Par : Myriam Bercier
Le 20 juin, dernière journée des Francos 2026, Ariane Moffatt attendait ses auditeurs, beau temps, mauvais temps, sur la scène Loto-Québec. « La météo a joué avec le cœur de beaucoup d’artistes pendant les Francofolies, je vous le jure, mais l’étoile du match est l’entité qui se tient devant moi, le public. Vous avez répondu présent tous les soirs, peu importe la météo », a souligné l’artiste, sous une vague d’applaudissements sentis.

Elle a d’ailleurs avoué que, « dans son stress de chanteuse », elle a eu peur que personne ne se présente. Montréal a répondu présente, car dès les premières notes de Prologue, qui a ouvert le spectacle, les gens se pressaient sur le parterre pour apercevoir la multi-instrumentiste.

Airs de jeux, huitième album d’Ariane Moffatt en carrière, puise résolument dans des sonorités pop et électro. C’est cette ambiance qui a rapidement envahi la scène Loto-Québec avec des pièces comme Jouer, J’aime mes problèmes et GYST. Certaines pièces tirées d’albums précédents ont eu droit à une nouvelle relecture. Ce fut le cas de Je veux tout, qui a enfilé une robe électro, une relecture qui s’intègre naturellement à l’univers d’Airs de jeux.

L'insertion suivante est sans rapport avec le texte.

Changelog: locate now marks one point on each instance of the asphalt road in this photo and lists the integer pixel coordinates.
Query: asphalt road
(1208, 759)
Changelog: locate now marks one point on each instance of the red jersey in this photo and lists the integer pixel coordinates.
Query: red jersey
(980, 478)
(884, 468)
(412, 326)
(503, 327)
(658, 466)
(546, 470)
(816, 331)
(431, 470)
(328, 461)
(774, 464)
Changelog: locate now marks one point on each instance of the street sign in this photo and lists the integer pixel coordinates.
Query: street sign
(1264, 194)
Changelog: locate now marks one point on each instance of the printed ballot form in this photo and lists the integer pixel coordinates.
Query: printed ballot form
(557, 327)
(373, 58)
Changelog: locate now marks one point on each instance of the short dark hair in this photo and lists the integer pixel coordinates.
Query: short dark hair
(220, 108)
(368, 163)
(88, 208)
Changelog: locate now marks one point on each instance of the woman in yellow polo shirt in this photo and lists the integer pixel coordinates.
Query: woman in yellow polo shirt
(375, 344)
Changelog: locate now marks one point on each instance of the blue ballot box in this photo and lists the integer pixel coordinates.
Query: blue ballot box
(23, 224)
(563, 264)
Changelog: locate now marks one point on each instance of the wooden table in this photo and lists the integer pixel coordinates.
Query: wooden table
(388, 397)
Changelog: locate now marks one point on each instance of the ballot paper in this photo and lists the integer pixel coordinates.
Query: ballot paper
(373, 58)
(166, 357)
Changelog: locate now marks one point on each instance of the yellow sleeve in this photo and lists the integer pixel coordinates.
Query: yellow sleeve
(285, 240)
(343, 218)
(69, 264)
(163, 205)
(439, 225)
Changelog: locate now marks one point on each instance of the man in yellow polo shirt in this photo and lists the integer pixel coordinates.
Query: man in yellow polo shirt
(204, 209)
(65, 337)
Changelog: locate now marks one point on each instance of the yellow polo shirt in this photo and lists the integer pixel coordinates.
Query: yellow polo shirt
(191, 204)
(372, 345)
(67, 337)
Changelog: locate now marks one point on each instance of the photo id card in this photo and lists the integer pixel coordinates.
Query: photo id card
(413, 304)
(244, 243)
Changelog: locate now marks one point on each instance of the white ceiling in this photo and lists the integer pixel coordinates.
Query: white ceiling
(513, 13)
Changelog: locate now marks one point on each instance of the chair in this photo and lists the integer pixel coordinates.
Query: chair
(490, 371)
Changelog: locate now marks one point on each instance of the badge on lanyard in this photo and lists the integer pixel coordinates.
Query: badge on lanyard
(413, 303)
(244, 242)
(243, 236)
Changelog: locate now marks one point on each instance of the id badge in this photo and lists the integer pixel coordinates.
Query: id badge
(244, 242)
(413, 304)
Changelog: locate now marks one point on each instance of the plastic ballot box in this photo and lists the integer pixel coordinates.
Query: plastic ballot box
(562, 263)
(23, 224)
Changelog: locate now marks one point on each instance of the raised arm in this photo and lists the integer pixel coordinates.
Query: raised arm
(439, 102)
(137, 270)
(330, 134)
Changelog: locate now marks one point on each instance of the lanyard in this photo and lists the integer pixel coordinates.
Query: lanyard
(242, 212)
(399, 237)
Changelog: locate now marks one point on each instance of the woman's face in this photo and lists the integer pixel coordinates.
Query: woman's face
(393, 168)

Cette soirée festive a aussi été marquée par les nombreux commentaires de l’artiste, qui n’hésite pas à parler à la foule entre deux couplets. Elle prend également le temps de présenter ses chansons, notamment J’aime mes problèmes qui est « un hymne, une offrande, à la périménopause » ou encore à cette « vieille chanson » écrite au tournant du millénaire qu’elle a choisi de dépoussiérer pour l’occasion : Poussière d’ange, qu’elle interprète seule sur scène.

Le public avait clairement le cœur à la fête, et Ariane Moffatt lui a donné l’espace pour le vivre. Pendant Douleur fantôme, un « mosh pit » se crée, au grand plaisir de Moffatt. Puis, le parterre se transforme une fois de plus en plancher de danse alors qu’elle propose une chanson de son projet SOM (sorti pendant la pandémie), qu’elle n’a jamais interprétée sur scène : Sunshine. S’ensuivent les pièces Debout et Nuit magique, puis un très court DJ set, où Ariane Moffatt fait bouger la foule sur les airs de The Power de Snap! et Pump Up the Jam de Technotronic. Le tout offre une transition vers la chanson Série B, en version électro, suivie de Miami où les gens se déchaînent tout simplement.

Pendant plus d’une heure, Ariane Moffatt a transformé la scène Loto-Québec en véritable piste de danse. Entre nouvelles chansons et relectures de son répertoire, l’artiste a offert un spectacle de clôture résolument festif.